As a large proportion of the trade of Sind is carried on direct with foreign countries through the port of Karachi, it is usually treated separately in the official statistics of imports and exports. The first section of this report is therefore intended to cover the trade of the Bombay Presidency proper, and does not include the Province of Sind nor the settlement of Aden, Arabia.

AGRICULTURE AND OTHER INDUSTRIES.

Considerably more than half of the population of the Presidency is engaged in agriculture. The principal crops are jawar and bajra, or Indian millet, which after rice constitutes the principal article of food among the natives, and wheat, rice, oilseeds, and cotton.

The area under cotton in the season of 1914-15 was 6,953,000 acres, and the production as estimated by the Department of Commercial Intelligence of the Government of India was 1,544,000 bales of 400 pounds each. In 1915-16 approximately 30 per cent of the total area under cotton in India was in the Bombay Presidency, and the cultivation, picking, ginning, pressing, manufacture, and export of the staple furnish one of the most important means of livelihood among the people. The city of Bombay is the center of the cotton trade, as Calcutta is the center of the jute trade of India. The staple is grown more or less throughout the Presidency, but the most important districts for its cultivation are Kathiawar, Ahmedabad, Broach, Surat, and Khandesh.in the northern and central districts, and Belgaum, Bijapur, and Dharwar in the south and east. Some of the finest Indian cotton is produced in Broach and Surat, and in December, 1916, the best quality of this cotton was selling in Bombay at 412 rupees per candy of 784 pounds; this is equivalent to 17.03 cents per pound. It has proven satisfactory for spinning up to 30s and even 40s yarn.

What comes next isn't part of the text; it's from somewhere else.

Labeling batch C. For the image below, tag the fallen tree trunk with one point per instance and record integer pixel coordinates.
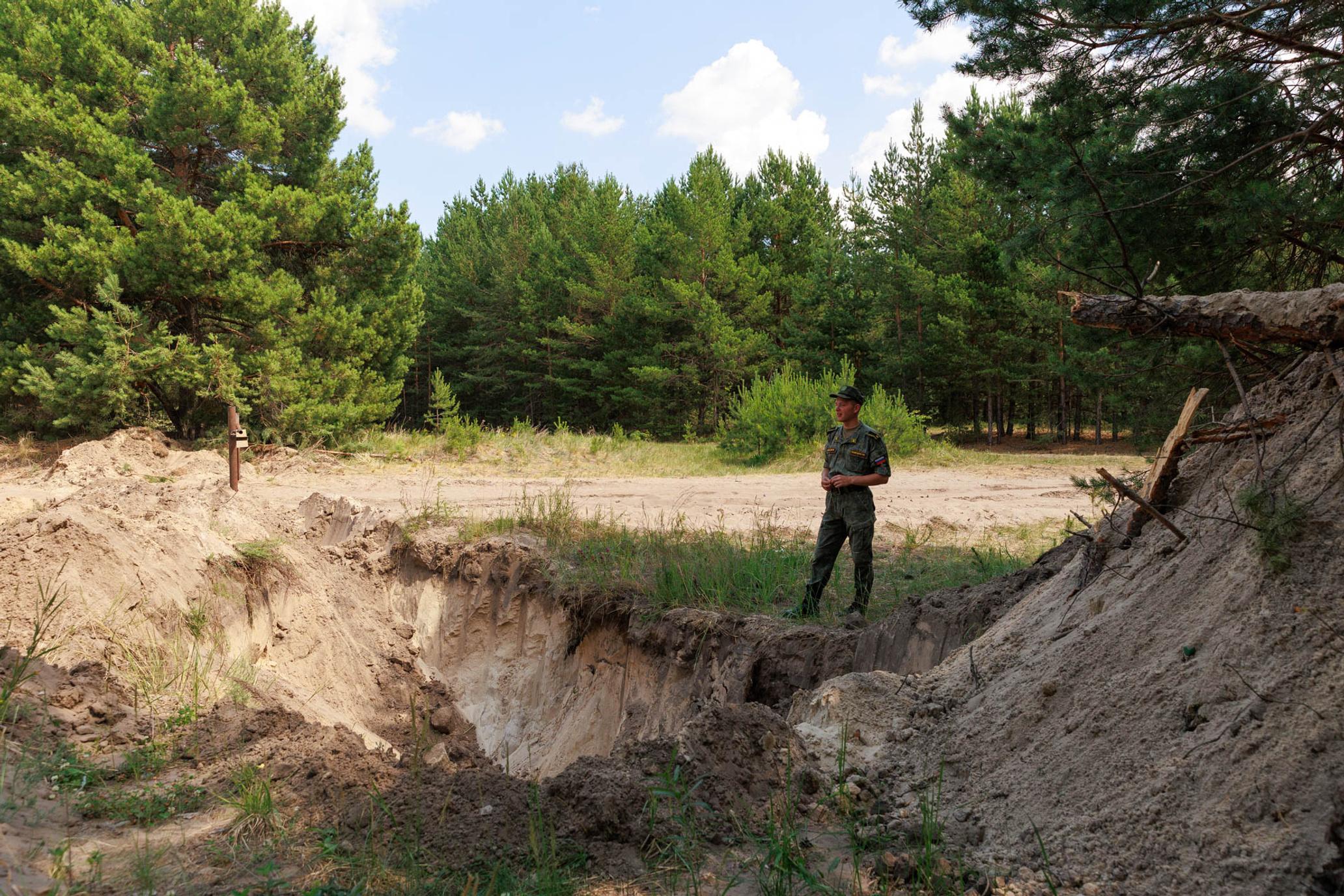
(1312, 317)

A considerable part of the cotton grown in the Presidency is consumed by the local mills, but there is also a large export. Shipments to foreign countries consist of cotton grown in the Bombay Presidency and other parts of India. In the year ended March 31, 1915, the total quantity exported was 7,763,701 hundredweight (hundredweight=112 pounds), valued at 249,669,649 rupees ($81,001,157). Shipments to Japan amounted to 4,052,492 hundredweight, or more than 50 per cent of the total. Exports in the same year to Italy were 842,563 hundredweight; to Germany (before the outbreak of the war), 720,190 hundredweight; to Belgium, 498,334 hundredweight; to France, 442,407 hundredweight; to the United Kingdom, 373,455 hundredweight; to Austria-Hungary, 367,563 hundredweight.

MANUFACTURE OF COTTON.

The principal industries of the Presidency are those connected with cotton, including ginning, pressing, spinning, weaving, and dyeing factories. In 1915 there were in operation 428 ginning, cleaning, and pressing mills, and 184 spinning and weaving mills. The latter contained 4,803,932 spindles and 85,388 looms, and the average number of operatives employed daily was 183,701. In the whole of India there were 6,848,744 spindles and 108,009 looms. In 1905 there were 140 mills with 3,504,502 spindles and 32,950 looms in the Presidency. In the year ended March 31, 1916, the production of the mills amounted to 509,770,810 pounds of yarn (chiefly 6s, 7s, 10s, 11s, 12s, 14s, 16s, 18s, 20s, 218, 22s, 24s, and 30s), and 287,487,309 pounds (equivalent to more than 1,250,000,000 yards) of cloth, principally grey chadars, dhooties, shirtings, T cloth, and domestics and colored goods. These figures are sufficient to indicate the importance of the textile industry in Bombay.